Whether it’s the quick pick up at the drive-thru or the burger between connecting flights, it all adds up to have a devastating impact on our health.

Here are a few tips that can keep you on your healthy eating goals by simplifying food during our busy days.

First of All, Have a Game Plan

Now it doesn’t have to be an elaborate game plan, but consequently, if you fail to plan you plan to fail. Let’s take a look at a few simple elements that you should have in your plan.

Do some advanced scouting. Take a look at your schedule and do some planning. Do you have a client dinner at a restaurant? Go online and look at the menu and pre-select a healthy option.

Most of all, don’t be afraid to ask for an extra helping of vegetables in place of the loaded baked potato, fries, or the rice casserole.

Going to be traveling through an airport at mealtime? There’s an app for your smartphone called Gate Guru that list all the options available to you at the airport with reviews from other travelers.

Plan for emergencies. I always carry four things in my computer backpack in the event I get stranded without healthy options; (1) high-quality protein bar, (2) high-quality protein shake with a shaker bottle, (3) nuts, and (4) water.

Eat out at the grocery store.

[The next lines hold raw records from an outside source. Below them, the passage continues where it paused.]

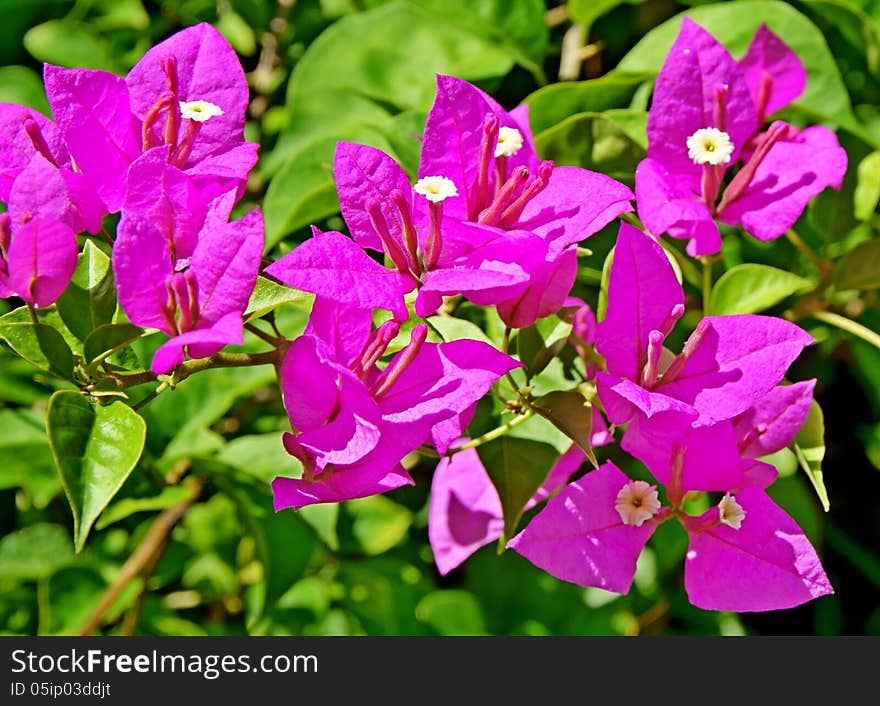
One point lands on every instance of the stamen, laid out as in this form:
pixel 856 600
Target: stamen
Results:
pixel 738 185
pixel 199 111
pixel 652 365
pixel 393 372
pixel 709 145
pixel 505 196
pixel 375 347
pixel 380 226
pixel 513 212
pixel 637 502
pixel 690 346
pixel 410 236
pixel 732 513
pixel 37 140
pixel 487 142
pixel 510 142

Most high-end grocery stores offer healthy eating choices on the go. If there’s not a food court inside the grocery store (I’m thinking Whole Foods here people) take a lap around the outer aisle of the market.

Pre-cut, pre-washed salad with smoked salmon and a high alkaline water will always be a winner over fast food.

 


RELATED: Boost Your Immune System Now!


Foods to Avoid

I never like to focus on what we can’t have, but here’s where we’ll receive dividends if we take a moment and exclude a few items when eating on the go.

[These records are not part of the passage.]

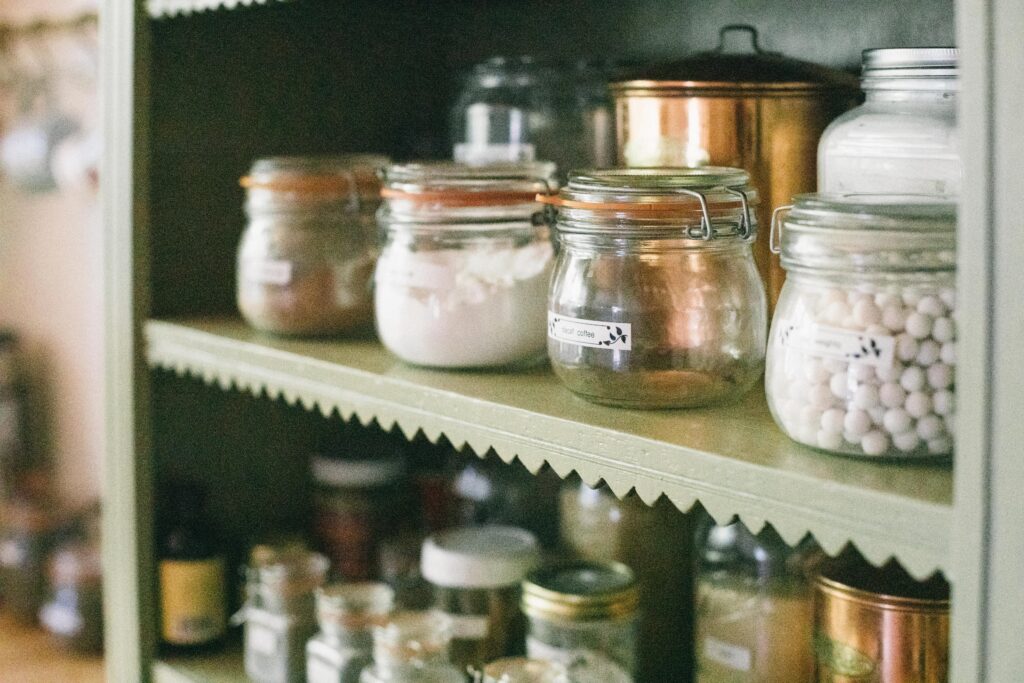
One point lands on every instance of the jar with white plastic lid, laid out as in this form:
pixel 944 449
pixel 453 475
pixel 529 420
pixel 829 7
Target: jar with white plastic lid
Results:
pixel 862 350
pixel 307 254
pixel 655 300
pixel 475 572
pixel 903 138
pixel 584 614
pixel 464 270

The naughty list of foods to avoid include;

Sugar
White rice
Potatoes
Bread
Noodles

I know, I know. These foods are in some of your favorite meals. Save them for a cheat day! Use these foods strategically in your health and exercise routine, rather than as an everyday menu item.

Limiting these items in your diet will turbo charge your energy, burn fat more efficiently and leave you satiated until your next meal or snack.



Click Here to Get a FREE Downloadable Copy of my book RE-IGNITE and never miss another Blog Post, Podcast, and Video Updates!


Track Your Food

I know this sounds like a pain in the butt, but if you don’t measure it you won’t achieve it! Suck it up and take the 2-3 minutes to enter your food intake after your meal.

If you have never done it I assure you it will one of the most enlightening exercises ever done because awareness is 50% of the game.

Most fitness trackers (and yes you need one, but that’s for another posting) have food tracking software that accompanies their tracker. Therefore, get in the habit of logging your food like you log your travel expenses.

Have a Few Go to Items

My final tip is to have a few go-to items that will make the decision making easier when you are at your weakest. The key to these go-to items is you can get them at most eating establishments.

Here are a few of items on my go-to menu at all time.

Dinner salads are king. Order your favorite protein with a dinner salad will leave your stomach and waistline satisfied. Just be careful with your choice of dressing, also get it on the side to control the portions.

A grilled chicken or fish sandwich with fruit instead of the bun. It will taste just as good, and you would’ve avoided loading up on carbs, as a result, make your meal gluten-free well.

Sneak in veggies at every meal. Spinach omelets for breakfast, a side salad at lunch and steak or fish with an extra helping of broccoli for dinner.  Most of all, veggies should be a part of almost every meal!  This is especially relevant if you are not, um, regular.

Sneaking in vegetables will help you to hit the recommended goal of at least six cups of veggies per day. Kind of like what our mothers did when we were kids!

Substitute, substitute, substitute! Substitute the bread, rice, potatoes, and noodles for an extra portion of a healthy vegetable. First of all, it’s your money, and even more importantly, it’s your body!

Drink lots of water, mineral water or water with high alkaline content if available. Thirst masks itself as hunger, so there is no reason to stuff a quarter pounder down your throat when all you needed was a few extra glasses of water.

Healthy eating requires hydration. If you don’t have a bottle of quality water within arm’s reach, you are just plain wrong!

Living a busy life doesn’t have to mean sacrificing healthy eating. Arm yourself with these basic tips and you will be able to stay on track to meeting your health goals!